"One of the most prominent voices of her generation debuts with an extraordinarily powerful memoir: the story of a childhood defined by the looming absence of her incarcerated father.
Through poverty, adolescence, and a fraught relationship with her mother, Ashley C. Ford wishes she could turn to her father for hope and encouragement. There are just a few problems: he’s in prison, and she doesn’t know what he did to end up there. She doesn’t know how to deal with the incessant worries that keep her up at night, or how to handle the changes in her body that draw unwanted attention from men. In her search for unconditional love, Ashley begins dating a boy her mother hates. When the relationship turns sour, he assaults her. Still reeling from the rape, which she keeps secret from her family, Ashley desperately searches for meaning in the chaos. Then, her grandmother reveals the truth about her father’s incarceration . . . and Ashley’s entire world is turned upside down.

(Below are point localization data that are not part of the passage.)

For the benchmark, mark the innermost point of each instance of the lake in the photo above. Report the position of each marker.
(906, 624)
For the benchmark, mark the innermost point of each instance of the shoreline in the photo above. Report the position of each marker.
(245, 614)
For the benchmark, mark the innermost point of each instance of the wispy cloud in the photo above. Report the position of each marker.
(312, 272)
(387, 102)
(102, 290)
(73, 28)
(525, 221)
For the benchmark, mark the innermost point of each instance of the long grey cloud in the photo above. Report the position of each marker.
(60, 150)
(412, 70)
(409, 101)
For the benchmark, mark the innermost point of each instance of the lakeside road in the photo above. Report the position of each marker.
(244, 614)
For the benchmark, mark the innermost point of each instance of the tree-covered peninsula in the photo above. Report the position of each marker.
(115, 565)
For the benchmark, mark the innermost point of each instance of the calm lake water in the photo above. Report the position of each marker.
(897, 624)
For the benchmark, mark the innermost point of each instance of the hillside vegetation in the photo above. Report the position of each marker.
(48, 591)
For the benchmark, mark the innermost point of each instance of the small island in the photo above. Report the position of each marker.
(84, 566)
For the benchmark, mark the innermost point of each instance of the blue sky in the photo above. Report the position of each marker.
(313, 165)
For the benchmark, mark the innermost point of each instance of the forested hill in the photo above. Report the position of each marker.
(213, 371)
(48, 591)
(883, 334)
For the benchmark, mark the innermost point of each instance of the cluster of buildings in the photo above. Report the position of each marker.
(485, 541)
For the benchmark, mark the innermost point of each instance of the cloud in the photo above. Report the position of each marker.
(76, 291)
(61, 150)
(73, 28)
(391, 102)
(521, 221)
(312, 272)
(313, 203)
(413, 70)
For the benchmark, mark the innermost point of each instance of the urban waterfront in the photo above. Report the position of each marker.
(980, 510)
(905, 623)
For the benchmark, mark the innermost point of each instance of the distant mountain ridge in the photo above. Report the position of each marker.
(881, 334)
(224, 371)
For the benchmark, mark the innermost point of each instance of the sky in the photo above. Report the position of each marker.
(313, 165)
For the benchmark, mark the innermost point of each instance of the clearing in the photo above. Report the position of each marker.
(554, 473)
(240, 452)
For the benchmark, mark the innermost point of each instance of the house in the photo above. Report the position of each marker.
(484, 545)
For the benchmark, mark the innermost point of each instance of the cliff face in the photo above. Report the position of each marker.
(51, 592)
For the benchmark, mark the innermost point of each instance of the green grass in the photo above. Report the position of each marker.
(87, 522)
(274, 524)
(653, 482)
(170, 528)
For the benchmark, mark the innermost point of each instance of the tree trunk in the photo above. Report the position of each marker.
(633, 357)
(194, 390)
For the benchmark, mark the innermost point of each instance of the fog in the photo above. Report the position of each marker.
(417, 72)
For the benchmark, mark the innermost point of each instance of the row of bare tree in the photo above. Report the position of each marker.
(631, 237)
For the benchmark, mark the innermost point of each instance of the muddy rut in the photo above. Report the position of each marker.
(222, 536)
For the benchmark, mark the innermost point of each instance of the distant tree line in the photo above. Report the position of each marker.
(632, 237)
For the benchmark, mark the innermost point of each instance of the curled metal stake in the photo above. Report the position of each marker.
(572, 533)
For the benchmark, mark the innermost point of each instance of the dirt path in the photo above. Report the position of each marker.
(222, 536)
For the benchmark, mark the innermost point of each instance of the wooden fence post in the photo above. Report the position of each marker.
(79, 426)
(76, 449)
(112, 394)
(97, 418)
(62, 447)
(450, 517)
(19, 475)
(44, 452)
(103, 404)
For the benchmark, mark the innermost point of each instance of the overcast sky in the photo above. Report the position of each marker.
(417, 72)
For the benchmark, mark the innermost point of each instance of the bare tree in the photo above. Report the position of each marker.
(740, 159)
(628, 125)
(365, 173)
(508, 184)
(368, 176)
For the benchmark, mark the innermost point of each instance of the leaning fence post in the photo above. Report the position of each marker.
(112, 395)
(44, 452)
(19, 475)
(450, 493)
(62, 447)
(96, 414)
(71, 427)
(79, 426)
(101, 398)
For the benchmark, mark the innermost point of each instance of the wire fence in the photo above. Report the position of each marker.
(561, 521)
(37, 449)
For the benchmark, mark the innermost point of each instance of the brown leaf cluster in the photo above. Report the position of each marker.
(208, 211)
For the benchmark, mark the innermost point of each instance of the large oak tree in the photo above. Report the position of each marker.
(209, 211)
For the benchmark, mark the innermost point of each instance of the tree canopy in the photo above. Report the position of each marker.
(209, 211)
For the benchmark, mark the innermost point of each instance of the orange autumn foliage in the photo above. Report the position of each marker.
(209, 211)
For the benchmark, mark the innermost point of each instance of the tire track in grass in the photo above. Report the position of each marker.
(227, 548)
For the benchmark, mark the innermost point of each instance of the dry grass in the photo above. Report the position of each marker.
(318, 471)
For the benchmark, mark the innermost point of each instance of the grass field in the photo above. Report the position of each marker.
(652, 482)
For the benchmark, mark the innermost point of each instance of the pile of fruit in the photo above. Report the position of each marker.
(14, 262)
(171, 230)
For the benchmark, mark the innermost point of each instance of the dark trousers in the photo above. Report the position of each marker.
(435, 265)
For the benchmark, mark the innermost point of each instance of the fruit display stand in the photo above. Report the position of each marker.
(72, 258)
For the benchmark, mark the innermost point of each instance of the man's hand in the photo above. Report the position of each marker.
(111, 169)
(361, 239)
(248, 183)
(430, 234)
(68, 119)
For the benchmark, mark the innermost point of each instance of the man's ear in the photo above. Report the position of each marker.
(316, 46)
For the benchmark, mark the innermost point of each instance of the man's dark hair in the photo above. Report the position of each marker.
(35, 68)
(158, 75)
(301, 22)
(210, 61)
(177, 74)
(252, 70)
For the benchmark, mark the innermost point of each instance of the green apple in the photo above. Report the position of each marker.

Somebody’s Daughter steps into the world of growing up a poor Black girl in Indiana with a family fragmented by incarceration, exploring how isolating and complex such a childhood can be. As Ashley battles her body and her environment, she embarks on a powerful journey to find the threads between who she is and what she was born into, and the complicated familial love that often binds them."
Zoom information (and possible hybrid meeting details) will be provided closer to the planned meeting: 12:00pm-1:00pm, February 16, 2022.
These questions and similar will be discussed (suggested questions from: https://bookclubz.com/discussion-guides/somebodys-daughter-a-memoir):
So much of the [book] revolves around the way our childhoods have lasting effects on who we are as adults. Could you relate to any of Ashley’s experiences?
How does Ashley’s relationship with her mother and father differ from yours? How does it compare?
Discuss the ways in which Ashley handles (or struggles to handle) fulfilling the various roles she must play as a daughter, granddaughter, sister, partner, friend … How does she balance these roles with developing and maintaining her own identity? Does she succeed?
In chapter 7, we hear a powerful anecdote about garden snakes and their inclination to stick together when faced with danger. How does this scene present itself as a theme throughout the [book]?